This study investigates the dynamic interplay between accuracy and decision certainty during large language model (LLM) reasoning, and whether intermediate reasoning trajectories contain substantive answer-relevant information beyond mere length or stylistic cues. To this end, the authors propose a “trajectory probing” protocol: reasoning trajectories are truncated at token-level percentiles, and the resulting fragments are reinjected into the model to assess their influence on the answer distribution via next-token probability analysis. Extensive experiments across multiple benchmarks on Qwen3 and gpt-oss model families demonstrate that reasoning content itself—not context length or style—drives performance gains; stronger models can recover from erroneous trajectories, and both accuracy and certainty consistently increase with the proportion of reasoning steps retained. This approach offers a novel diagnostic tool for reliable LLM deployment and supports safer, more efficient inference strategies.

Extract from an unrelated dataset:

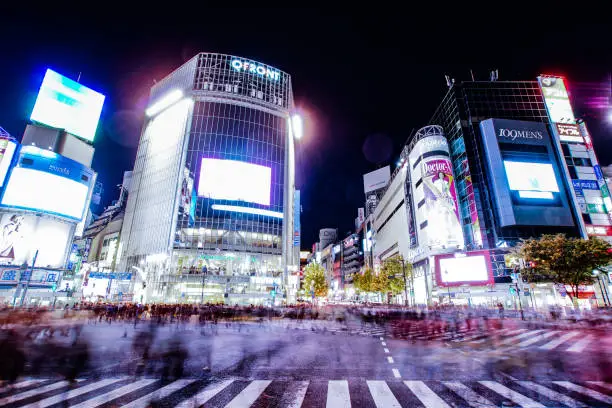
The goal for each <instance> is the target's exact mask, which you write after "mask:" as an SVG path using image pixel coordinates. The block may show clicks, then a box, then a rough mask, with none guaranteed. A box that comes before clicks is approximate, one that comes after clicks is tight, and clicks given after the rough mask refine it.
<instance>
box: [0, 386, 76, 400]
mask: <svg viewBox="0 0 612 408" xmlns="http://www.w3.org/2000/svg"><path fill="white" fill-rule="evenodd" d="M68 385H69V382H68V381H58V382H55V383H53V384H49V385H45V386H44V387H40V388H35V389H33V390H30V391H25V392H22V393H20V394H15V395H10V396H8V397H5V398H2V399H0V406H2V405H6V404H10V403H12V402H16V401H21V400H22V399H26V398H30V397H33V396H35V395H38V394H44V393H45V392H49V391H53V390H57V389H58V388H62V387H66V386H68Z"/></svg>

Large language models (LLMs) increasingly solve difficult problems by producing"reasoning traces"before emitting a final response. However, it remains unclear how accuracy and decision commitment evolve along a reasoning trajectory, and whether intermediate trace segments provide answer-relevant information beyond generic length or stylistic effects. Here, we propose a protocol to systematically probe the trajectories of reasoning traces in LLMs by 1) generating a model's reasoning trace, 2) truncating it at fixed token-percentiles, and 3) injecting each partial trace back into the model (or a different model) to measure the induced distribution over answer choices via next-token probabilities. We apply this protocol to the open-source Qwen3-4B/-8B/-14B and gpt-oss-20b/-120b models across the multiple-choice GPQA Diamond and MMLU-Pro benchmarks. We find that accuracy and decision commitment consistently increase as the percentage of provided reasoning tokens grows. These gains are primarily driven by relevant content in the model generation rather than context length or generic"reasoning style"effects. Stronger models often backtrack successfully from incorrect partial traces, but immediate answers often remain anchored in the weaker model's incorrect response. More broadly, we show that trajectory probing provides diagnostics for efficient and safer deployment of reasoning models as the measurements can inform practical trace-handling and monitoring policies that improve reliability without assuming intermediate tokens are inherently faithful explanations.